Hirschowitz B I, Mohnen J, Shaw S
Department of Medicine, University of Alabama at Birmingham 35294, USA.
Aliment Pharmacol Ther. 1996 Aug;10(4):507-22. doi: 10.1046/j.1365-2036.1996.10152000.x.
Normalization of gastric secretion and cure of associated upper gastrointestinal lesions by resection of gastrinoma is possible in approximately 20% of patients with Zollinger-Ellison syndrome, leaving approximately 80% dependent on medical treatment with proton pump inhibitors for acid suppression.
Lansoprazole was given for 3-48 months (median 28 months) to 26 Zollinger-Ellison syndrome patients with peptic ulcer manifestations in all and oesophagitis in 13. Starting with 60 mg/day. the dose was individualized to lower basal acid output to less than 5 mmol/h for those with intact stomachs and less than 1 mmol/h in those who had prior gastrectomy or with oesophagitis. The patients were studied every 3 months for 1 year and then every 6 months with gastric analysis (basal and maximal acid and pepsin output) and endoscopy with biopsy for enterochromaffin-like (ECL) cells.
Lansoprazole inhibited basal acid output by 95%, pepsin output by 65% and remained effective at the initial mean (66 +/- 4.3 mg/day) or smaller doses (56 +/- 12 mg/day) at 48 months. Mucosal lesions healed and symptoms (ulcer-type pain, diarrhoea, heartburn, weight loss) resolved rapidly, usually within a few weeks. Serum gastrin and ECL cell populations, which were elevated before treatment, remained statistically unchanged but one of the three multiple endocrine neoplasia I (MEN-I) patients developed a small carcinoid. Of the three patients with metastatic gastrinoma at diagnosis one has died and one has progressed, while the third has had stable liver metastases for 26 years. Ulcer-type relapses occurred in three of the five post-gastrectomy patients, one with fatal jejunal ulcer perforation despite adequate acid suppression. No biochemical or clinical adverse events due to lansoprazole were encountered.

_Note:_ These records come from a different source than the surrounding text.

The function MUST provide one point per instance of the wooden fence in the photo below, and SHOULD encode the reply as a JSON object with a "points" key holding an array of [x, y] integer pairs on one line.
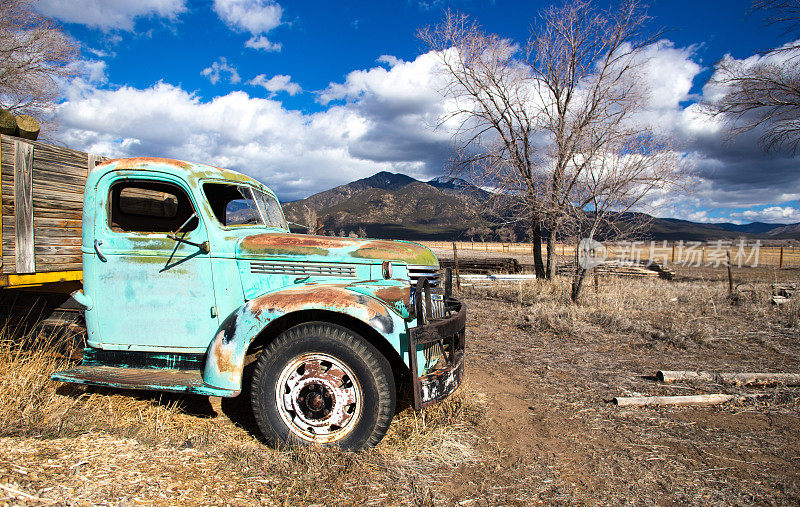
{"points": [[686, 253]]}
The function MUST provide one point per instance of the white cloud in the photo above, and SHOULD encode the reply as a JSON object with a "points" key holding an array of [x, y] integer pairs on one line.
{"points": [[262, 43], [275, 84], [771, 214], [381, 118], [220, 67], [109, 14], [258, 17]]}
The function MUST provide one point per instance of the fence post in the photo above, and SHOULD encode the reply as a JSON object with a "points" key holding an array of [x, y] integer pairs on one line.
{"points": [[455, 262]]}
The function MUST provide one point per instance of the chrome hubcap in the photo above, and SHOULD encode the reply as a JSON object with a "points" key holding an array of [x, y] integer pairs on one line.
{"points": [[318, 397]]}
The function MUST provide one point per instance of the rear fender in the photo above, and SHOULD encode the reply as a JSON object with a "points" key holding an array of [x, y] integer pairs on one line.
{"points": [[226, 354]]}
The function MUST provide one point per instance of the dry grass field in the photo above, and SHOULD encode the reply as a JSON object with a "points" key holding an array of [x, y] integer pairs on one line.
{"points": [[533, 424]]}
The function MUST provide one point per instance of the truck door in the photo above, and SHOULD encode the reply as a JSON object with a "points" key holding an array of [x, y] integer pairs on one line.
{"points": [[151, 291]]}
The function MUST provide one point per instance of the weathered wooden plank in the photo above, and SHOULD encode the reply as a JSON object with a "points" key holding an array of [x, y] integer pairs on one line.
{"points": [[47, 212], [46, 222], [23, 204], [48, 257], [49, 244]]}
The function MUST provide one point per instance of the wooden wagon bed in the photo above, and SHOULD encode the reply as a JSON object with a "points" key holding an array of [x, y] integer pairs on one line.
{"points": [[42, 201]]}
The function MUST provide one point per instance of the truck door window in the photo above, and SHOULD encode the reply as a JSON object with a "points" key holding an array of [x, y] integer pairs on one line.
{"points": [[242, 205], [146, 206]]}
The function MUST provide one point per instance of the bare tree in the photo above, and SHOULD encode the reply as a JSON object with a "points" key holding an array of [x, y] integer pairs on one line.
{"points": [[34, 55], [612, 184], [484, 232], [526, 113], [506, 234], [764, 94]]}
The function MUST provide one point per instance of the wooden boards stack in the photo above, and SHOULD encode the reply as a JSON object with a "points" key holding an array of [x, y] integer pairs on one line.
{"points": [[42, 201]]}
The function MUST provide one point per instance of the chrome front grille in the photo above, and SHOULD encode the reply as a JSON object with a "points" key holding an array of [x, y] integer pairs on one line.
{"points": [[429, 272], [302, 269]]}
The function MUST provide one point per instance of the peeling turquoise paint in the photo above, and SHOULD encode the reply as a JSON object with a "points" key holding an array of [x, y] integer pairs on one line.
{"points": [[154, 296]]}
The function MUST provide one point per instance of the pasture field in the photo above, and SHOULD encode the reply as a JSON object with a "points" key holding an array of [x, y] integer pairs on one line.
{"points": [[688, 254], [533, 423]]}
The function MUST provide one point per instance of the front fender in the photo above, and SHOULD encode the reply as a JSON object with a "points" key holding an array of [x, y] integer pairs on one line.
{"points": [[226, 354]]}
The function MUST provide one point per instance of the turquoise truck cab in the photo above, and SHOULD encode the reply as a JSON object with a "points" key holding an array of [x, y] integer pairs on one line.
{"points": [[192, 282]]}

Lansoprazole effectively inhibits acid and pepsin secretion in Zollinger-Ellison syndrome patients without any demonstrated side-effects. Despite strict acid control, post-gastrectomy Zollinger-Ellison syndrome patients were more liable to ulcer relapse, while oesophagitis was not a marker for therapeutic difficulty.
对于约20%的佐林格-埃利森综合征患者,通过切除胃泌素瘤可实现胃酸分泌正常化并治愈相关上消化道病变,约80%的患者仍依赖质子泵抑制剂进行抑酸治疗。
对26例佐林格-埃利森综合征患者给予兰索拉唑治疗3 - 48个月(中位时间28个月),所有患者均有消化性溃疡表现,13例有食管炎。起始剂量为60毫克/天,对于胃完整的患者,将剂量个体化调整以使基础胃酸分泌量降至5毫摩尔/小时以下,对于既往接受过胃切除术或有食管炎的患者,基础胃酸分泌量降至1毫摩尔/小时以下。在1年的时间里,每3个月对患者进行一次研究,之后每6个月进行一次研究,检查项目包括胃分析(基础胃酸和最大胃酸及胃蛋白酶分泌量)以及对肠嗜铬样(ECL)细胞进行内镜活检。
兰索拉唑可使基础胃酸分泌量抑制95%,胃蛋白酶分泌量抑制65%,在48个月时,初始平均剂量(66±4.3毫克/天)或更小剂量(56±12毫克/天)时仍保持有效。黏膜病变愈合,症状(溃疡型疼痛、腹泻、烧心、体重减轻)通常在几周内迅速缓解。治疗前升高的血清胃泌素和ECL细胞数量在统计学上保持不变,但3例多发性内分泌肿瘤I型(MEN-I)患者中有1例发生了小的类癌。诊断时有转移性胃泌素瘤的3例患者中,1例死亡,1例病情进展,第3例患者肝脏转移灶稳定26年。5例胃切除术后患者中有3例发生溃疡型复发,其中1例尽管胃酸抑制充分仍发生致命的空肠溃疡穿孔。未发现因兰索拉唑导致的生化或临床不良事件。
兰索拉唑可有效抑制佐林格-埃利森综合征患者的胃酸和胃蛋白酶分泌,且未显示出任何副作用。尽管严格控制胃酸,但胃切除术后的佐林格-埃利森综合征患者更容易出现溃疡复发,而食管炎并非治疗困难的标志。